The Arctic Council is an intergovernmental forum for the eight Arctic states: the United States, Canada, Denmark, Finland, Iceland, Norway, Russia and Sweden.

“The United States is an Arctic nation because of Alaska, and it is more important than ever that the United States is well-positioned to maintain security and stability in the region,” Young said. 

“Now more than ever, America needs to formalize its renewed diplomatic focus on the Arctic to engage with our near peer adversaries, including Russia and China, who are jockeying for future strategic advantages in a changing Arctic.”

Sen. Sullivan calls extremism claim ‘irresponsible’

Christine Wormuth told senators on the Armed Services Committee that she will prioritize weapons readiness against cyber threats, if confirmed as Secretary of the Army.

“I am greatly concerned by the threats that we face in the cyber domain,” she said.

The Army is focused on updating weapons and equipment, some of which are decades old, according to Roll Call. Senators emphasized that weapons need to withstand cyber threats.

Wormuth, a former Pentagon policy chief, would be the first woman to lead the largest U.S. military service.

“The Army has not completely modernized itself in over 40 years,” she said.

Sullivan, a colonel in the Marine Corps Reserve and Armed Services Committee member, earlier questioned Wormuth about allegations of extremism in the military. 

“Extremism, racism, of course we don’t want that in the ranks at all,” Sullivan told Wormuth. 

But he said that data is needed to support claims of extremism and racism within the military.

“The vast majority of soldiers are tolerant and inclusive in terms of working with their peers,” Wormuth said in response.

“I do think it would be useful to have additional data,” she said, adding that reports she has seen indicate there are some cases or pockets of racism and institutional barriers to promotion.

“This notion of extremism in the military, which is thrown about as if we know the numbers … I think that’s irresponsible,” Sullivan said.

“I’ve asked the military for data, and I want data before we besmirch the entire military,” Sullivan said. 

Employment data shows year of job loss

March employment data gives a view of Alaska in recovery mode after a year of business closings and slowdowns from Covid-19.

Here’s a look at the numbers, as reported May 20 by Mark Edwards of Northrim Bank writing for  “Alaskanomics.”  

In March 2021, there were 21,900 fewer jobs compared to March 2020, based on Alaska Department of Labor reports.

Leisure and hospitality jobs were down 23% year over year.Oil and gas jobs fell by 36%.Jobs in transportation, warehousing and utilities dropped 10% year over year.
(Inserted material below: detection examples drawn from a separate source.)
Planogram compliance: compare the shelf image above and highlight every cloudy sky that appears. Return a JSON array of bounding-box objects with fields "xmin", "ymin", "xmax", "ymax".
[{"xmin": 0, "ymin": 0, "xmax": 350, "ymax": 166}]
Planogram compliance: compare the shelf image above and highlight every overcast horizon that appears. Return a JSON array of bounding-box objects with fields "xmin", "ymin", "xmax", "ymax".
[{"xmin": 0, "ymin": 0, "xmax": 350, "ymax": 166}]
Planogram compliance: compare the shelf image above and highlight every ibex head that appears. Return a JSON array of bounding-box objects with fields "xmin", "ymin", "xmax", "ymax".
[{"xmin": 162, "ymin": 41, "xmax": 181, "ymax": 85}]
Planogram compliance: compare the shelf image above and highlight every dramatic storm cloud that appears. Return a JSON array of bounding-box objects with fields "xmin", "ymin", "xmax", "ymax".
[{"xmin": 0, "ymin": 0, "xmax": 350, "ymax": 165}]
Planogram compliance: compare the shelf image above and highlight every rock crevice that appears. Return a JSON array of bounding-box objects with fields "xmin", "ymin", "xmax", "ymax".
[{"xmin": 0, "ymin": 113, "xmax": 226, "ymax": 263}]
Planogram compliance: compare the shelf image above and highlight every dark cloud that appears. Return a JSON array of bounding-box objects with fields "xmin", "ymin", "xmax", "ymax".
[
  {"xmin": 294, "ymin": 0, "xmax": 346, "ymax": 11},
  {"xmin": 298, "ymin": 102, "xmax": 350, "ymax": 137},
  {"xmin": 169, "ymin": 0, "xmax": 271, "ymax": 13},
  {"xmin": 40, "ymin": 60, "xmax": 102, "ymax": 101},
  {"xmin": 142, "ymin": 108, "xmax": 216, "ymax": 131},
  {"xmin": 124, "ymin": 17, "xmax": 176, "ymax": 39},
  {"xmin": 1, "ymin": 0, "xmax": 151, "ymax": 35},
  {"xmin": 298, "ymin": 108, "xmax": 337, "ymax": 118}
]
Professional and business services declined by 9%. And the only sector to grow year over year? State government.

A 1% increase — or 200 jobs — was attributed to hiring people to conduct contact tracing, as it related to the pandemic.

Edwards noted that Alaska per capita income rose by more than 3%, and housing prices and sales increased.  

“This was only possible because billions of dollars in federal stimulus money reached Alaska and helped support businesses and individuals through the most challenging times,” he said.